Grain trader Bunge Ltd reported a lower quarterly profit on Thursday as weaker results in its sugar, fertiliser, and food and ingredients units overshadowed gains in the core agribusiness division. Bunge, a major player in South America, pointed to low sugar prices and “extremely low consumer confidence” in Brazil and weak fertiliser margins in Argentina as hurting its performance.
Agribusiness, the company’s largest unit, benefited from favourable margins on soybean processing in the United States, South America and Europe and from increased grain deals in Brazil.
The core businesses of Bunge and its rivals Archer Daniels Midland and Cargill Inc are buying, selling, transporting, storing and processing grains and oilseeds. Margins are typically thin, but volumes are massive when crop supplies are ample and prices are low, as they currently are following large global harvests.
Net income available to shareholders in the third quarter ended on September 30 fell to $229 million, or $1.56 per share, from $284 million, or $1.90 per share, a year earlier.Bunge’s grain trading and distribution results benefited from the recovery of about $50 million lost on open positions in the second quarter, according to the company.

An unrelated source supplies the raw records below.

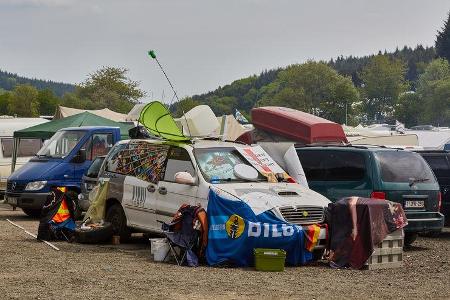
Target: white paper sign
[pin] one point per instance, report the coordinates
(259, 159)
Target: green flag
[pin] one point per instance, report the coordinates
(152, 54)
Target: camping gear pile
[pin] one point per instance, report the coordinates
(57, 217)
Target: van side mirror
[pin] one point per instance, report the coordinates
(184, 178)
(80, 157)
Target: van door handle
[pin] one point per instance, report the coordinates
(162, 190)
(151, 188)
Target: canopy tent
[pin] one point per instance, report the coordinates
(64, 112)
(47, 130)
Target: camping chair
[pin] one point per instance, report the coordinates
(183, 235)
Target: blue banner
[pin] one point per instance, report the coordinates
(234, 231)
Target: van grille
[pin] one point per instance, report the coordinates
(302, 215)
(13, 186)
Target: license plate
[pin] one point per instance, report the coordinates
(12, 200)
(414, 204)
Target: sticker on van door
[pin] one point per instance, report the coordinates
(135, 193)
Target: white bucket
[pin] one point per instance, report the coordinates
(159, 249)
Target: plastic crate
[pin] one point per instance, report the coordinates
(389, 253)
(269, 260)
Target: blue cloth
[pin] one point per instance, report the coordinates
(234, 231)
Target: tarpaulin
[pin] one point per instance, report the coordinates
(357, 225)
(235, 230)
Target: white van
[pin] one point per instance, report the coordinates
(143, 188)
(27, 147)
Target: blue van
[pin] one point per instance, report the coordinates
(61, 162)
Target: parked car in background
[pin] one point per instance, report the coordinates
(377, 172)
(27, 148)
(145, 185)
(89, 181)
(61, 162)
(439, 162)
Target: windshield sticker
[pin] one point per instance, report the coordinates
(218, 164)
(259, 159)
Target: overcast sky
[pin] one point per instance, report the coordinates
(202, 44)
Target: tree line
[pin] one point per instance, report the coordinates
(9, 80)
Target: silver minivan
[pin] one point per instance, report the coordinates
(145, 186)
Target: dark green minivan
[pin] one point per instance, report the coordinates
(377, 172)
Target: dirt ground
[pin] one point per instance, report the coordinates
(32, 270)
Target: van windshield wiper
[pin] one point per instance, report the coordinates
(412, 181)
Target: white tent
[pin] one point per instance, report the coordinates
(62, 112)
(432, 140)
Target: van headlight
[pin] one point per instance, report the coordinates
(35, 185)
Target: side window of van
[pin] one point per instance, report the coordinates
(346, 166)
(27, 147)
(333, 165)
(438, 164)
(314, 164)
(139, 159)
(99, 144)
(178, 160)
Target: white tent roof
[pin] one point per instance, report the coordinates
(432, 139)
(62, 112)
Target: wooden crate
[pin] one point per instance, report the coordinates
(389, 253)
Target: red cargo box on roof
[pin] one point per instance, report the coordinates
(297, 125)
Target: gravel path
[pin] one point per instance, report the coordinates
(32, 270)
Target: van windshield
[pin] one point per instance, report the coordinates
(217, 164)
(403, 166)
(61, 143)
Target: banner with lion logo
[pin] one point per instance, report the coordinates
(235, 230)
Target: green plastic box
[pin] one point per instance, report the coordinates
(269, 260)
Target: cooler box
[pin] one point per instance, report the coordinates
(271, 260)
(389, 253)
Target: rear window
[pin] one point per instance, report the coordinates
(403, 166)
(333, 165)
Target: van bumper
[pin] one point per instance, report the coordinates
(26, 200)
(424, 221)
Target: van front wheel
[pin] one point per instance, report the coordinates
(410, 238)
(116, 216)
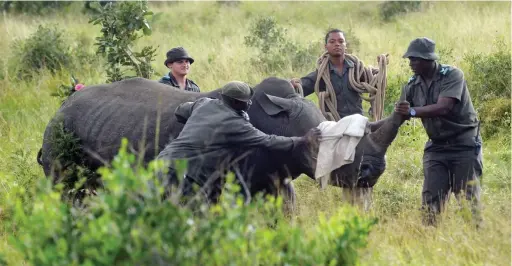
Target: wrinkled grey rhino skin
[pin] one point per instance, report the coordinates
(101, 115)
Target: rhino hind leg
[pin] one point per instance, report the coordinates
(287, 192)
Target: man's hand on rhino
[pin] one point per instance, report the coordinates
(387, 58)
(402, 107)
(313, 136)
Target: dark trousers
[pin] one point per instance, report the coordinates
(449, 170)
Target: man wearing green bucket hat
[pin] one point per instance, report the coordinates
(452, 160)
(179, 61)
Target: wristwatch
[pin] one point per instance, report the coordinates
(412, 112)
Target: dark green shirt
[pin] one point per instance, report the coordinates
(349, 101)
(213, 136)
(461, 122)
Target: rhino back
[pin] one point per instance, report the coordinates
(136, 109)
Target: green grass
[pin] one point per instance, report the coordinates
(214, 36)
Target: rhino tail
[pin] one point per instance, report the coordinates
(39, 155)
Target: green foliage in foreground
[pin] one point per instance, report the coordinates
(128, 223)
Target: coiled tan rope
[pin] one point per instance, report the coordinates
(362, 79)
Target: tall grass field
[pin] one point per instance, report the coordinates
(225, 39)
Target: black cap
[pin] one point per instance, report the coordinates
(422, 48)
(176, 54)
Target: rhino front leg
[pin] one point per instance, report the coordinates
(287, 192)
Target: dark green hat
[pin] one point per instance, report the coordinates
(238, 90)
(176, 54)
(422, 48)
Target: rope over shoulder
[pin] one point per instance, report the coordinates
(362, 79)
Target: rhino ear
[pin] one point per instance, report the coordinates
(273, 105)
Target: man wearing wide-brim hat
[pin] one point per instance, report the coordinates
(452, 161)
(179, 61)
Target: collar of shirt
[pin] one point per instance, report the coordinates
(436, 77)
(174, 82)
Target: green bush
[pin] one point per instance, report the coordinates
(276, 51)
(390, 9)
(45, 49)
(121, 24)
(129, 223)
(495, 117)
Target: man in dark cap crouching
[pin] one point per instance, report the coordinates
(452, 160)
(178, 61)
(215, 132)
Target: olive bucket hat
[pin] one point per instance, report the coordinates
(176, 54)
(422, 48)
(238, 90)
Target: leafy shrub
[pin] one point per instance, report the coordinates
(128, 223)
(488, 80)
(275, 51)
(489, 75)
(45, 49)
(33, 7)
(391, 9)
(121, 23)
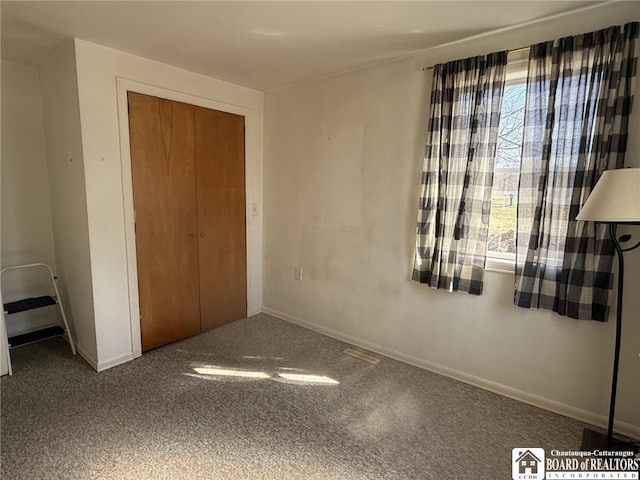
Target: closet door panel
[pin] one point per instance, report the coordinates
(164, 190)
(220, 163)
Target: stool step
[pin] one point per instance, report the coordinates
(35, 336)
(29, 304)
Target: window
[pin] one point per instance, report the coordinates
(501, 244)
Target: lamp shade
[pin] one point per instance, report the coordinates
(615, 198)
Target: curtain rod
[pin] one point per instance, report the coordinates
(513, 50)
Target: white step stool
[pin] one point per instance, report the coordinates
(30, 304)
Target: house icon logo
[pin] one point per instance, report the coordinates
(527, 463)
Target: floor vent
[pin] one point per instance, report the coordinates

Excluding discontinued operations and other charges, adjusted net income was $1.24 per share, down from $1.31 a year ago. Analysts expected earnings of $1.56 per share, according to Thomson Reuters I/B/E/S. Revenue dropped to $10.79 billion from $13.68 billion, below analysts’ estimates for $12.64 billion.
Bunge said it cut its forecast for capital expenditures in 2015 to $750 million from $875 million, due to the timing of spending on certain long-term projects in its agribusiness and food and ingredients units. The difference of about $125 million will carry over into 2016 and 2017, according to the company.
Bunge’s stock price is down about 13 percent this year, while ADM shares are down about 10 percent.